Der Gelähmte und sein „Schutzteufel“
Schonungslose Schilderung: Die Vorlage des Kinohits „Ziemlich beste Freunde“ ist mehr als ein „Buch zum Film“.
Von Joachim Leitner
Innsbruck –Vor über zehn Jahren war das Buch „Le second souffle“ (ins Deutsche hätte man es wohl mit dem aus dem Sportjargon entlehnten „Die zweite Luft“ übersetzt) in Frankreich ein Achtungserfolg. Es verkaufte sich gut und inspirierte einen Dokumentarfilm „À la vie, à la mort“, der 2002 in ausgesuchte Lichtspielhäuser und ins Fernsehen kam.
Die Geschichte, die Philippe Pozzo di Borgo in „Le second souffle“ erzählt, dürfte mittlerweile bekannt sein, denn im vergangenen Jahr wurde sie von Olivier Nakache und Éric Toledano unter dem Titel „Ziemlich beste Freunde“ fürs Kino adaptiert und europaweit zum Überraschungshit des Kinojahres. Gut 20 Millionen Menschen haben den Film in Frankreich im Kino gesehen, rund acht Millionen in Deutschland, und auch in Österreich lösten bisher 700.000 Besuchern ein Kinoticket.
Angesichts dieser Zahlen verwundert es kaum, dass sich die neugegründete Berliner Dependance des Hanser Verlages ins Zeug legte, um sich die Rechte der deutschen Buchausgabe von Pozzo di Borgos Text zu sichern, zumal der Autor den Text um ein zusätzliches Kapitel erweitert hat. Und natürlich prangt auf dem Cover ein Szenenbild aus dem Film. Was das Buch in gewissem Sinn zu einer Mogelpackung macht. Eine Mogelpackung allerdings, der man ruhigen Gewissens auf den Leim gehen kann. Denn obwohl die Handlungsstränge, die das Gerüst des Films bilden, im Text nur eine marginale Rolle spielen, hat es Pozzo di Borgos autobiographische Erzählung in sich. Der Prozess des Dahinvegetierens wird schonungslos geschildert, nichts wird ausgespart. Pozzo di Borgo beschreibt seinen eigenen Verfall, den inneren wie den äußeren, in unbarmherzig klaren Worten. An keiner Stelle verkommt der Text zur selbstmitleidigen Nabelschau. „Ich bin nur noch gegenwärtiger Schmerz“, schreibt er am Anfang des Textes. Blendet er zurück, erzählt von einer Kindheit im goldenen Käfig, vom Leben der Hautevolee und von seinem Sturz in die Querschnittslähmung.
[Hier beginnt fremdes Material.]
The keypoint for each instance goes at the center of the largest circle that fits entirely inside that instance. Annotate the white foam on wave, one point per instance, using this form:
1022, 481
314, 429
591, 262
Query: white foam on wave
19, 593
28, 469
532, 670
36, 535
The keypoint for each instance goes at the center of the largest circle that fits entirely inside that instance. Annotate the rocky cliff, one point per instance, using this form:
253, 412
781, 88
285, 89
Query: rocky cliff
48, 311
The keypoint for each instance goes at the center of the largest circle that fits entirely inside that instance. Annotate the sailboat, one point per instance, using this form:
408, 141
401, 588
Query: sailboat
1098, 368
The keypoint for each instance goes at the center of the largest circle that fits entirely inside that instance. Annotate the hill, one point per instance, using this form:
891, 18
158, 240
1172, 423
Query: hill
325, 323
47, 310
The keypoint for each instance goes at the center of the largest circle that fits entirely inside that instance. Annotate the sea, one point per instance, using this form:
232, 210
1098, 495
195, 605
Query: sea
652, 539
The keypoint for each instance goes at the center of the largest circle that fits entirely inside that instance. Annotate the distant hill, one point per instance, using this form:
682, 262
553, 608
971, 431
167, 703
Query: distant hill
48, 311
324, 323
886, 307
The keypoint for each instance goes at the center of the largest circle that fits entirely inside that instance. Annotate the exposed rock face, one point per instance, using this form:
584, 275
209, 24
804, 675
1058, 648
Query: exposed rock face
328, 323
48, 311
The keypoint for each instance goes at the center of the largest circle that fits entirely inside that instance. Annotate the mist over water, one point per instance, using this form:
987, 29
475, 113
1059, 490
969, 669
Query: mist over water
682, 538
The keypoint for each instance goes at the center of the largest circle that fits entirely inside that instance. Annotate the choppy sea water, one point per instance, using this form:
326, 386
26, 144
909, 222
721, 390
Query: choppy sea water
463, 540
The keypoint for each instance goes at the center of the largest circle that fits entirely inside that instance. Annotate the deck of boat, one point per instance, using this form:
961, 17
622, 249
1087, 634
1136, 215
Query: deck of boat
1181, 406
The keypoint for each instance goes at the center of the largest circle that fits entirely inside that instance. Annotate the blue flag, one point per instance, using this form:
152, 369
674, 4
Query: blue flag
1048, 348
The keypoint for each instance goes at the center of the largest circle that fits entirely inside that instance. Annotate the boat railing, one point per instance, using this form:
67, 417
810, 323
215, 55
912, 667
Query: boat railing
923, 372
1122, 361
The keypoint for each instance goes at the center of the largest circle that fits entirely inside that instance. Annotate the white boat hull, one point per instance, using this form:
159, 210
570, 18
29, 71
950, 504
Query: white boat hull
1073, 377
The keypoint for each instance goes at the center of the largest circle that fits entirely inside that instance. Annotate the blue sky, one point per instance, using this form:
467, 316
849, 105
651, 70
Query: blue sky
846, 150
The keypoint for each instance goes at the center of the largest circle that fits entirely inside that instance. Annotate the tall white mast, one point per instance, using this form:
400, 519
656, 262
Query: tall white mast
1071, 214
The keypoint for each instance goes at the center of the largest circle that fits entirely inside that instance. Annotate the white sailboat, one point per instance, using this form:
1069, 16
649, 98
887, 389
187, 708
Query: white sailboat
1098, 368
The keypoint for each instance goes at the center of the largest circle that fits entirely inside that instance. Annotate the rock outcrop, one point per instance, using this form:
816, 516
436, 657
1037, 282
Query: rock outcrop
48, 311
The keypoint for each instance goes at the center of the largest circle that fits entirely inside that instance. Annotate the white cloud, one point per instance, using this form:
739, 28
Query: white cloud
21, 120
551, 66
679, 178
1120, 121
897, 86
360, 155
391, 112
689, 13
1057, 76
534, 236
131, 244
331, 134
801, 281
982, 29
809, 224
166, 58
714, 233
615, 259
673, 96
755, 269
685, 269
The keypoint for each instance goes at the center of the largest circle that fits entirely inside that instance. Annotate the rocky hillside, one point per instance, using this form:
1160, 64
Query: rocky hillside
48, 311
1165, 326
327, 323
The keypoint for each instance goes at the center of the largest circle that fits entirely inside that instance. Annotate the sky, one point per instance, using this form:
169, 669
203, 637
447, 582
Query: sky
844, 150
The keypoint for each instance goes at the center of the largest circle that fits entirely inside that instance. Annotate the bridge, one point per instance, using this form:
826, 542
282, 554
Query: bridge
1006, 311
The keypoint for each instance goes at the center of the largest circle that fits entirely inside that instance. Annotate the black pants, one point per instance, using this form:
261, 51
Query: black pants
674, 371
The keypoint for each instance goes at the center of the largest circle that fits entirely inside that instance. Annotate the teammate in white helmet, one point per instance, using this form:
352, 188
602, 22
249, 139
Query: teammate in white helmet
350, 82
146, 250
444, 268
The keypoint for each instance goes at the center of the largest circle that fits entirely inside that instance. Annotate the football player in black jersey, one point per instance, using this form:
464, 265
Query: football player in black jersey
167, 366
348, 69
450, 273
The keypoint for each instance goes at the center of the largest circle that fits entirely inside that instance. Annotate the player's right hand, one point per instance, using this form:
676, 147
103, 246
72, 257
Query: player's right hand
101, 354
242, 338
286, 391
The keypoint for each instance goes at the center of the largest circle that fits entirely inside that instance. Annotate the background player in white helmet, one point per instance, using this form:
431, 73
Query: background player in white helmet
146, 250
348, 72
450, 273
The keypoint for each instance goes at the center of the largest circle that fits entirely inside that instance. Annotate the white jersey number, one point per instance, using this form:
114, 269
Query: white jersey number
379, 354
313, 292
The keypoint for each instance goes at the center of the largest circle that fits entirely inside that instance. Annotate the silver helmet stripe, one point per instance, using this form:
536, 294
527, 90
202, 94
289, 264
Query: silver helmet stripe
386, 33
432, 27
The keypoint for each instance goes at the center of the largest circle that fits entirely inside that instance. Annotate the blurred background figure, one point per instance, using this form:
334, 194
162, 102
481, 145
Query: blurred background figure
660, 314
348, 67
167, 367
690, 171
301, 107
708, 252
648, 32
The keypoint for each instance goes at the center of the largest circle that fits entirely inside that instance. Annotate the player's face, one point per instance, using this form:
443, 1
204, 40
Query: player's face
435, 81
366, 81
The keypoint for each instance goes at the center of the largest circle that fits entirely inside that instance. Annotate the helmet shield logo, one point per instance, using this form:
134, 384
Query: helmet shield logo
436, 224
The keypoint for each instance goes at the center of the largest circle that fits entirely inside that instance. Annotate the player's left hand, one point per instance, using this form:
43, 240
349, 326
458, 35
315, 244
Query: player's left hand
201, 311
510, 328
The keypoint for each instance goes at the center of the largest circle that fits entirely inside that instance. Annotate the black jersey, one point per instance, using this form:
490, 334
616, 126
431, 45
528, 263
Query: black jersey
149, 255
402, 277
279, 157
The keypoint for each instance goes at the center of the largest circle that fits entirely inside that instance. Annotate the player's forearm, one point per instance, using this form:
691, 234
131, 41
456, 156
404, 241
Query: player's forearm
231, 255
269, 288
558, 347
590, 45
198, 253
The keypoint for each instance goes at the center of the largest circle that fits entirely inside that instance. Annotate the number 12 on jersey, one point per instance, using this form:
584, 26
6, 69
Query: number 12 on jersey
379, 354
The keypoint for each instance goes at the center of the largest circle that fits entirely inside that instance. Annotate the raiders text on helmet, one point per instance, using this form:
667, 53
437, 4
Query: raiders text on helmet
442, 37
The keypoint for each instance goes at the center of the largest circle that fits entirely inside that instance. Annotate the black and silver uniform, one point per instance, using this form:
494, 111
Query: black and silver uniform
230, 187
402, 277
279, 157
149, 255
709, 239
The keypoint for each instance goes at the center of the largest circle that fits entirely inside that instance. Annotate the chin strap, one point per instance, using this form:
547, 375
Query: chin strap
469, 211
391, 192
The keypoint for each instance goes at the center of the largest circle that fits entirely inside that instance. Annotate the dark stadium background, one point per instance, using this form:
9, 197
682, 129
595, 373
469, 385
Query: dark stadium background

Vor allem aber erzählt er von Béatrice, seiner großen Liebe. Béatrice gibt ihm Halt. Béatrice lässt ihn am Leben bleiben. Béatrice stirbt und mit ihr stirbt auch der Lebensmut des Erzählers. Erst jetzt kommt Abdel – im Film wird die Figur Driss genannt – ins Spiel. „Abdel“, schreibt Pozzo die Borgo, „ist maghrebinischer Herkunft und fühlt sich in Frankreich marginalisiert. Wer ihn ‚berührt‘, läuft Gefahr, Prügel einzustecken, und er kann so schnell rennen, dass die Bullen ihn nur ein einziges Mal erwischten.“ Abdel wird zum „Schutzteufel“ des Gelähmten. Er provoziert ihn und weckt so den Überlebenswillen von Borgo di Pozzo. Im Film wird im Grunde nur diese Geschichte erzählt. Und vielleicht ist es eines der Erfolgsrezepte des Films, dass sein wundersamer Handlungsbogen wahr ist. Eine solche Geschichte muss man mögen. Eine ungewöhnliche Männerfreundschaft samt märchenhaftem Happy End, die sich noch dazu genau so zugetragen hat. Ein Unmensch, wer daran etwa auszusetzen hat.
Dass sich Trauer und Schmerz in Wirklichkeit eben nicht innerhalb einer mit Musik unterlegten Montage-Sequenz überwinden lassen und dass es einem Querschnittsgelähmtem manchmal auch in glücklichen Momenten schwerfällt zu lächeln, kurz: Dass die Dinge in Wahrheit dann doch nicht so einfach sind, zeigt das Buch. Es bringt auch die dunklen Stunden ans Licht.